Друз остановился, одна его тонкая бровь взлетела вверх.

– О! Ты думаешь, что это будет мудрый поступок? – спросил он и тотчас спохватился, готовый откусить свой несдержанный язык.

– В каком смысле – «мудрый»? – сварливо осведомился Цепион.

Друз поспешил дружески взять Цепиона за правую руку.

– Я имел в виду только то, что сказал, Квинт. Я вовсе не хочу допускать, что твои сокровища в Смирне – это золото Толозы, якобы украденное твоим отцом. Однако факт остается фактом: весь Рим верит в виновность твоего отца, а также в то, что принадлежащие тебе смирнинские сокровища – это золото Толозы. В былые времена, попытавшись вернуть его, ты не заслужил бы ничего, кроме завистливых взглядов и ненависти, способной повредить твоей дальнейшей карьере. Однако сегодня действует lex Servilia Glaucia de repetundis, вот о чем тебе не следовало бы забывать! Прошли времена, когда наместник мог изымать все, что ему вздумается, не опасаясь за судьбу своего достояния, поскольку оно записано на чужое имя. Закон Главции оговаривает, что деньги, полученные незаконным путем, подлежат изъятию также и у нового владельца, а не только у виновного в злоупотреблении. Дядюшка Луций Блохастик теперь тебе не подмога.

– Вспомни-ка, что закон Главции не имеет обратной силы, – процедил сквозь зубы Цепион.

– С этой загвоздкой вполне справится трибуна, заполненная плебсом в мстительном расположении духа, скороспелый призыв к плебейскому собранию исправить конкретное несовершенство закона – и ты станешь жертвой обратной силы lex Servilia Glaucia, да еще какой! – твердо проговорил Друз. – Тебе бы стоило, братец Квинт, хорошенько об этом поразмыслить. Мне бы очень не хотелось, чтобы моя сестра и ее дети оказались лишены и pater familias, и состояния, а ты провел долгие годы в изгнании в Смирне.

– И почему они прицепились именно к моему отцу? – сердито засопел Цепион. – Взгляни лучше на Метелла Нумидийского! Вернулся, покрытый славой, тогда как мой бедный отец умер в бессрочной ссылке.

– Мы оба знаем, почему так произошло, – терпеливо ответил Друз, наверное, в тысячный раз пожелав, чтобы Цепион был посообразительнее. – Люди, заправляющие на плебейских собраниях, способны простить знатному лицу все, что угодно, особенно по прошествии времени. Беда в том, что золото Толозы было уникальным кладом. И исчезло оно именно тогда, когда за ним надзирал твой отец. А ведь золота там было больше, чем когда-либо хранилось в римской казне! Решив, что его прихватил именно твой отец, люди воспылали к нему иррациональной ненавистью, не имеющей ни малейшего отношения ни к праву, ни к справедливости, ни к патриотизму. – Он снова зашагал вперед; Цепион последовал за ним. – Подумай хорошенько, прошу тебя, Квинт! Если ты вернешься с суммой, составляющей процентов десять от стоимости золота Толозы, то весь Рим взвоет: значит, твой отец действительно его присвоил, а ты – наследник.
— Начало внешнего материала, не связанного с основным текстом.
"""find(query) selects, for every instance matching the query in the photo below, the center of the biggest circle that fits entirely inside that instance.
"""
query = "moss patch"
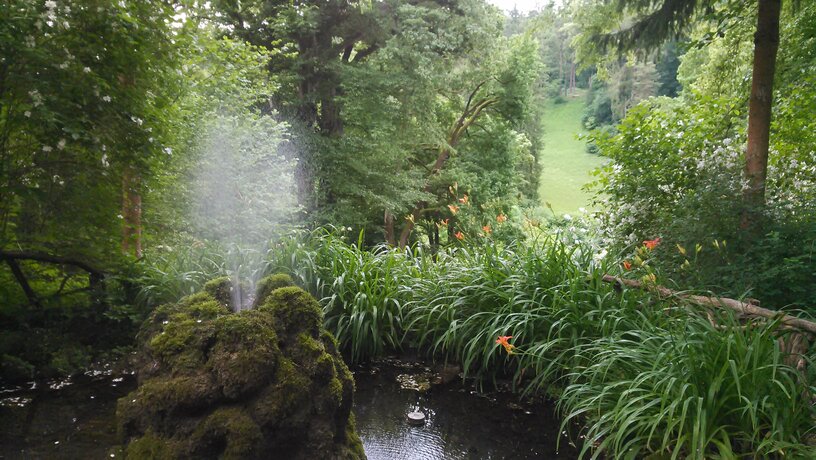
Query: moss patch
(217, 384)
– А вот и нет! – засмеялся Цепион. – Я все тщательно продумал, Марк. У меня ушли годы на решение этой задачи, и я решил ее, это уж точно!

– Каким же образом? – скептически осведомился Друз.
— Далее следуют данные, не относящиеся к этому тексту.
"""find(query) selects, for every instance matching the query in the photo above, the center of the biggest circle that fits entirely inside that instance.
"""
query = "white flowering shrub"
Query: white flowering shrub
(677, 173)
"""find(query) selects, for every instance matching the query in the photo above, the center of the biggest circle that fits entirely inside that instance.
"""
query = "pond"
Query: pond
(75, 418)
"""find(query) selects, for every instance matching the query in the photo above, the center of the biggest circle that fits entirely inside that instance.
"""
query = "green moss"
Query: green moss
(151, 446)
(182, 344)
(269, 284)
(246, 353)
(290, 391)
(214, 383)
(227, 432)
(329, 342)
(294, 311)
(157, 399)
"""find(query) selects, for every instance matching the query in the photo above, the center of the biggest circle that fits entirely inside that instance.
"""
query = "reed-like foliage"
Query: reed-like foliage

– Прежде всего, никто, кроме тебя, не будет знать, куда я подевался и чем занимаюсь. Риму – а также Ливии Друзе и Сервилии – будет известно одно: я в Италийской Галлии за Падом, где инспектирую свои владения. Я уже много месяцев твержу, что вынужден этим заняться; никто не удивится и не станет меня выслеживать. С какой стати волноваться, раз я столько разглагольствовал о своих планах основать городки, где в кузницах будут изготовлять все, что угодно, от плугов до кольчуг? Поскольку меня будет интересовать исключительно правовая сторона проекта, никто не подумает подвергнуть критике злоупотребление сенаторской должностью. Заправлять мастерскими будут другие – с меня достаточно владения городами!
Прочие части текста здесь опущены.